Cargojet’s revenues saw double-digit growth in 2015 thanks to its Canada Post contract win, but this wasn’t enough to stop the airline recording a full-year loss.
The Canadian airline recorded a 50.2% year-on-year increase in 2015 revenues to C$289m, while earnings before interest, tax, depreciation and amortisation (ebitda) jumped by 552.8% on 2014 to C$34.6m.
As well as the Canada Post contract, it also benefited from higher fuel surcharges and increases in charter revenues.
However, this was not enough to turnaround losses and the airline recorded a C$18m loss compared with a C$9.5m loss in 2014.

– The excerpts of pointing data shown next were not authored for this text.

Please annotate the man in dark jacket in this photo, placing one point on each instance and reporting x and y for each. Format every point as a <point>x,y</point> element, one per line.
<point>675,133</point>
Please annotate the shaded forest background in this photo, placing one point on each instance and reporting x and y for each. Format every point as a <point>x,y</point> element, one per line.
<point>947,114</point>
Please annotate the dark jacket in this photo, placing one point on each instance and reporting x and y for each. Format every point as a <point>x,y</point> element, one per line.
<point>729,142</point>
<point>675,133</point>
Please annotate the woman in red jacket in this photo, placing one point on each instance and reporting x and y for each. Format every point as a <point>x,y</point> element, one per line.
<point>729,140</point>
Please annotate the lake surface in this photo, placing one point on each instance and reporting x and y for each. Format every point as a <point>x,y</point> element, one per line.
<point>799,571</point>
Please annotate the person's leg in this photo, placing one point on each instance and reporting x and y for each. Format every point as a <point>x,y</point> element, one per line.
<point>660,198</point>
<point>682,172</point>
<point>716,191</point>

The year was described as “transformational” by president and chief executive Ajay Virmani as it added 14 new aircraft to its fleet in response to the Canada Post contract win and strong demand from existing customers on domestic network and charter market services.
Full-time and part-time employees increased from less than 400 at the start of 2014 to over 700 in 2015 and the total aircraft fleet grew from 16 to 23 aircraft.
The company said it had managed to reduce costs in the second half of the year and as a result its loss for the final three months was C$1.5m compared with C$5m last year.
“During the latter half of the year, the company identified opportunities to significantly reduce operating costs by realigning capacity to more closely match overall customer demand,” it said.
“This included working closely with all customers to reach consensus on a refined overnight network that met all individual customer requirements.
“These changes to the company’s route and cost structures were successfully implemented by the end of the fourth quarter of 2015 achieving a 17% reduction in network block hours.”
Although it did not provide details on its bottom line performance, it said its ebitda was positively affected by the increase in core overnight volumes of existing customers, the full service start-up of the Canada Post contract on April 1, an increase in ACMI revenues and higher charter activities and an increase in fuel surcharges due to higher block hours.
Ebitda was negatively affected by: higher operating costs due to higher block hours and increase in fleet size required by the Canada Post contract, exchange rate effects on US dollar expenditures and the increase in one time Canada Post contract start-up costs, such as aircraft leases and additional payroll and training of crew, maintenance and commercial staff.